On the 7th day after skin transplantation, in all patients we observed almost complete engraftment of the skin graft, the suture line appeared as a clear thin line, without signs of redness or infiltration. The skin graft was soft, elastic, pale pink in color. There were no signs of infection. The donor site was completely epithelized, a thin elastic scar without signs of hypertrophy was left.
On the 12th day a complete engraftment of the skin autograft occurred with complete restoration of the defect and with slight contraction in the area of the defect.

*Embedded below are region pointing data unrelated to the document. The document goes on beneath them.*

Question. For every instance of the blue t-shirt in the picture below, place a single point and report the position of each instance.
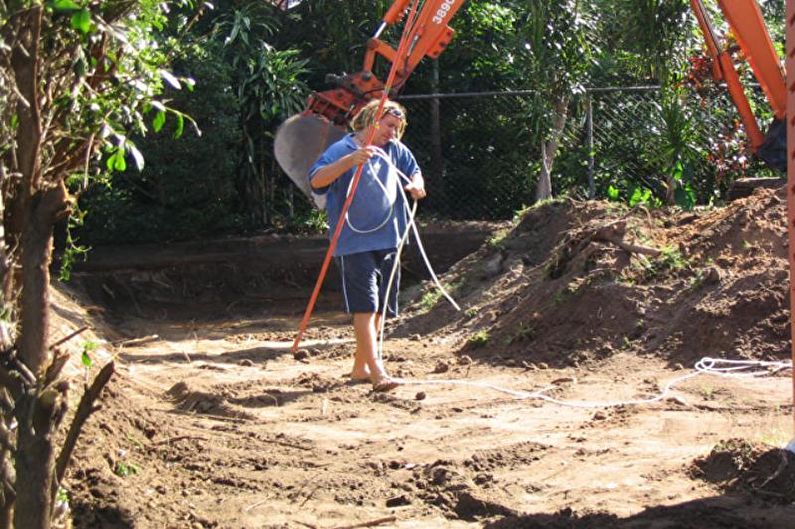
(377, 216)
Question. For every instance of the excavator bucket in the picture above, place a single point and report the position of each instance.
(299, 143)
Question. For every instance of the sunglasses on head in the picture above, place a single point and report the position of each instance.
(394, 112)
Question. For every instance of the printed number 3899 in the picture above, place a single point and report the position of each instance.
(443, 11)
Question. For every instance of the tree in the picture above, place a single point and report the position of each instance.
(268, 86)
(78, 78)
(560, 51)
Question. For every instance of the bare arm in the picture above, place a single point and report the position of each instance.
(417, 186)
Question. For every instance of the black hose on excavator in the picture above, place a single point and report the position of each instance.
(774, 150)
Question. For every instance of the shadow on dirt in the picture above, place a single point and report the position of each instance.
(720, 512)
(576, 282)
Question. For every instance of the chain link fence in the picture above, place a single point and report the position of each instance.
(482, 159)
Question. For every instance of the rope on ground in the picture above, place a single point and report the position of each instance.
(705, 366)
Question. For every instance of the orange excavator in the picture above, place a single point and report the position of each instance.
(302, 138)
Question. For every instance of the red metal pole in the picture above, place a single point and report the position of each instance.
(402, 48)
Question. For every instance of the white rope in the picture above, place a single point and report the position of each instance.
(411, 226)
(368, 166)
(705, 366)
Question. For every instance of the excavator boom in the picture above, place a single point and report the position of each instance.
(302, 138)
(745, 20)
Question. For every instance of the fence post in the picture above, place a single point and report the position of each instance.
(589, 133)
(437, 163)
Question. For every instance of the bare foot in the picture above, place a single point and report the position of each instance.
(360, 376)
(385, 384)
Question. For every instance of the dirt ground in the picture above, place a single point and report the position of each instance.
(546, 402)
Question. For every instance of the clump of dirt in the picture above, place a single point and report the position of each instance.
(574, 282)
(739, 465)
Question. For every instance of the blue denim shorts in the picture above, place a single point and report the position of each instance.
(364, 280)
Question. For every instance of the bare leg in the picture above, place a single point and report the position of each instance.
(365, 362)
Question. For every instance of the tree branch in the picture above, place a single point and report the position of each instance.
(84, 410)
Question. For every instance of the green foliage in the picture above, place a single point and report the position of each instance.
(88, 348)
(479, 339)
(125, 470)
(669, 260)
(429, 300)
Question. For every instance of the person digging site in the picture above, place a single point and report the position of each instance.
(374, 225)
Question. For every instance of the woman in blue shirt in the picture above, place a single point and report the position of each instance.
(374, 224)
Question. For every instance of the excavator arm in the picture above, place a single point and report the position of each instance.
(302, 138)
(428, 37)
(744, 18)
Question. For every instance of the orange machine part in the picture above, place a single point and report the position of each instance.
(745, 19)
(790, 90)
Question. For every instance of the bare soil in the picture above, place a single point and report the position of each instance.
(520, 411)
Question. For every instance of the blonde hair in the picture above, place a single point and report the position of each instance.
(366, 116)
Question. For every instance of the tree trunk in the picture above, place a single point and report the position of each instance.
(549, 148)
(36, 410)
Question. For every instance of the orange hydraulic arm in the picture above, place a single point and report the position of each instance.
(428, 37)
(746, 22)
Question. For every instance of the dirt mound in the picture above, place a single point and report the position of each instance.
(573, 282)
(739, 465)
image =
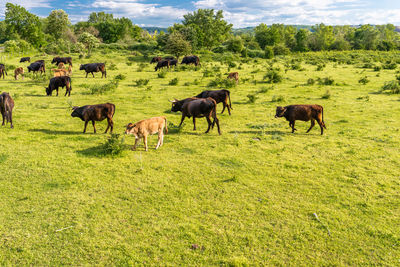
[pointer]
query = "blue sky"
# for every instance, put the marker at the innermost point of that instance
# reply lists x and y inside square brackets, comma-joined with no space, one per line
[241,13]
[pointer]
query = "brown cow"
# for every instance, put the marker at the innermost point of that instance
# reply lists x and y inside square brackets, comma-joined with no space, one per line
[94,113]
[303,113]
[19,71]
[147,127]
[234,75]
[6,107]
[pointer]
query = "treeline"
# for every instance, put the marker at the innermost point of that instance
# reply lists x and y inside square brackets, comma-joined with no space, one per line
[203,30]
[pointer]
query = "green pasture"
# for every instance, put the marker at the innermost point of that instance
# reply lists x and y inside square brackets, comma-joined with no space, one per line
[256,195]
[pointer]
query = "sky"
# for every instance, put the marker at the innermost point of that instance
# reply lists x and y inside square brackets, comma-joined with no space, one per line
[241,13]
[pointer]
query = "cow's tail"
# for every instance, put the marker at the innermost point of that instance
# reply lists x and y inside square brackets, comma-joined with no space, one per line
[229,96]
[166,127]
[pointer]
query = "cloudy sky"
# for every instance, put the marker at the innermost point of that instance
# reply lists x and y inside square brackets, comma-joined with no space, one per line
[241,13]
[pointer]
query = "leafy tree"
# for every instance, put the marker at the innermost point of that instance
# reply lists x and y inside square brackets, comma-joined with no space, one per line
[57,23]
[209,27]
[20,23]
[89,41]
[177,45]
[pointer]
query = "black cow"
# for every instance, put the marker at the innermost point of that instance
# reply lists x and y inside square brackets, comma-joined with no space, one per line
[197,108]
[94,67]
[161,64]
[37,66]
[155,59]
[94,113]
[2,71]
[219,96]
[60,81]
[64,60]
[23,59]
[6,107]
[303,113]
[191,60]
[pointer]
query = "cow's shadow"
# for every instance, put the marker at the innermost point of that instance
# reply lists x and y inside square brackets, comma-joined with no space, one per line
[56,132]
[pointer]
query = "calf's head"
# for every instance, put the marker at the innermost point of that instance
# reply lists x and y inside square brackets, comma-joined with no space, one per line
[280,111]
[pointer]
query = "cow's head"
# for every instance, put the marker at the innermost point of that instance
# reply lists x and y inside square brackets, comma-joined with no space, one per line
[130,129]
[280,111]
[176,105]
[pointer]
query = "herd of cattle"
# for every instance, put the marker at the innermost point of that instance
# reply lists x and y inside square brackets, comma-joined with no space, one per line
[199,106]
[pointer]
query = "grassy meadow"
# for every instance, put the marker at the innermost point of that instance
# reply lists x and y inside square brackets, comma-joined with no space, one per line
[256,195]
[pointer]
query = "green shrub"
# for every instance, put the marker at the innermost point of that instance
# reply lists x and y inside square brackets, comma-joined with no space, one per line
[174,81]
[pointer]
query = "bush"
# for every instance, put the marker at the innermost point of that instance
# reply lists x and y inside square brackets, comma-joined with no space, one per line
[364,80]
[273,76]
[174,81]
[391,87]
[114,146]
[142,82]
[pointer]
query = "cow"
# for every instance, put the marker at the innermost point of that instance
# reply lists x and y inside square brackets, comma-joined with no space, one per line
[191,60]
[60,72]
[56,82]
[219,96]
[197,108]
[37,66]
[3,71]
[155,59]
[147,127]
[94,113]
[64,60]
[161,64]
[303,113]
[234,75]
[94,67]
[19,71]
[6,107]
[23,59]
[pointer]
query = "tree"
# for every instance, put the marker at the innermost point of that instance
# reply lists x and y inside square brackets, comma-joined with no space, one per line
[57,23]
[177,45]
[22,24]
[89,41]
[209,27]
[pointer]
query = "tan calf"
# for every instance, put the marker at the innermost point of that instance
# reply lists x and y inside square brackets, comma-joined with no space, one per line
[19,71]
[147,127]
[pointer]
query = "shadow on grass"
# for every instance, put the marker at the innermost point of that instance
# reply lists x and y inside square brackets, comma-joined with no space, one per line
[52,132]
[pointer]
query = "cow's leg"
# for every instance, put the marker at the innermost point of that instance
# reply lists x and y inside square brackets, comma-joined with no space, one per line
[84,128]
[194,123]
[145,142]
[312,125]
[94,126]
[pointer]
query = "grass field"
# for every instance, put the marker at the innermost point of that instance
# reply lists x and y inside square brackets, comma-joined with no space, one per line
[247,197]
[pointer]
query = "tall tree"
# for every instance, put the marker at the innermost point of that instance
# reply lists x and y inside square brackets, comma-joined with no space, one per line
[210,27]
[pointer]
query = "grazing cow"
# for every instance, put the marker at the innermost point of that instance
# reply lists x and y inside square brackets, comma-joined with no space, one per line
[147,127]
[56,82]
[64,60]
[191,60]
[60,72]
[155,59]
[2,71]
[37,66]
[303,113]
[197,108]
[161,64]
[23,59]
[19,71]
[94,113]
[219,96]
[173,62]
[6,107]
[94,67]
[234,75]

Thus, the use of the hemostatic drug "Heprocel" after necrectomy followed by autodermoplasty in all cases promoted complete healing of donor sites in patients on the 7th day and complete engraftment of the skin autograft with complete recovery of the defect by the 12th day after surgery.

4. Conclusions

The use of the drug Geprocel during autodermoplasty after early necrectomy provides complete hemostasis and a decrease in the severity of wound pain.
Local single application of the hemostatic drug Geprocel to the wound after necrectomy with autodermoplasty promotes rapid adhesion of the graft, provides quick and complete engraftment of skin flaps.